Moser was just twenty-two years old, a farm boy from Washington State who fell in love with flying. During the War he realized his dream of piloting a P-38 Lightning, one of the most effective weapons the Army Air Corps had against the powerful German Luftwaffe. But on that hot August morning he had to bail out of his damaged, burning plane. Captured immediately, Moser’s journey into hell began.
Moser and his courageous comrades from England, Canada, New Zealand, and elsewhere endured the most horrific conditions during their imprisonment... until the day the orders were issued by Hitler himself to execute them. Only a most desperate plan would save them.
The page-turning momentum of Lightning Down is like that of a thriller, but the stories of imprisoned and brutalized airmen are true and told in unforgettable detail, led by the distinctly American voice of Joe Moser, who prays every day to be reunited with his family.

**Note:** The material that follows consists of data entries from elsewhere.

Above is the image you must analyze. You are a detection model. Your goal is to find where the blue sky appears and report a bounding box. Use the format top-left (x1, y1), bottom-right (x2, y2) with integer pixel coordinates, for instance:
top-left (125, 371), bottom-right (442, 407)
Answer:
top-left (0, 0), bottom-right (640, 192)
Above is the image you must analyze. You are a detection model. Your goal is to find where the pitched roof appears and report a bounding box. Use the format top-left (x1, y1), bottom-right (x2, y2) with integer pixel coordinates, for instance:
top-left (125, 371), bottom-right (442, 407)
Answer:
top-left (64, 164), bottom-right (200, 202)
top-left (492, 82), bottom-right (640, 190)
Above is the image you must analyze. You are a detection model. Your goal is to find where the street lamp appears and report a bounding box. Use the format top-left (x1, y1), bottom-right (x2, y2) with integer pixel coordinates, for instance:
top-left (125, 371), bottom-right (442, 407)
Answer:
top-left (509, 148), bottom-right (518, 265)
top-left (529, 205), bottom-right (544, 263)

Lightning Down is a can’t-put-it-down inspiring saga of brave men confronting great evil and great odds against survival.
- Russell Hilding grew up in Michigan and by age 19 was taking private flying lessons. He enlisted in the Army Air Corps in 1942 and became a B-17 captain, assigned to the 447th Bomb Group's 709th Bomb Squadron.
On his 14th combat mission, the July 13, 1944 raid to Munich, his B-17 was disabled by flak and fell out of formation. Making for home, they were caught by at least five Bf 109s that proceed to knock out two more engines. Escaping into heavy clouds, Russell descended until he saw farm fields below and ordered his crew to bail out. He held the aircraft steady, allowing his crew to jump, until it was his turn to parachute.
Upon hitting the earth, he discovered that he was in occupied France and was immediately picked up by local resistance fighters. He spent two weeks on the run, evading to Paris, the first stop to neutral Spain, where he was betrayed and captured.
Handed over to the Gestapo, Russell was taken on a journey that ended with imprisonment in the SS run Buchenwald Concentration Camp. There, Russell joined 167 other allied airmen, including P-38 pilot Joe Moser, subject of Lightning Down, where he spent two months until Luftwaffe ace Hannes Trautloft secured their transfer to Luftwaffe run camps. Russell was transferred to Stalag Luft III, site of the famous "Great Escape," and later to another Stalag where he was liberated in April 1945.
He returned home by his 23rd birthday and worked for his father's office supply company in Lansing. He married, had children and kept flying well into his 90s. Reaching the age of 100, Russell was the last living American airmen who survived Buchenwald when he passed away in November 2021. We're grateful to Russell and his daughters, Lynn and Susan, for their help in making this autographed book possible.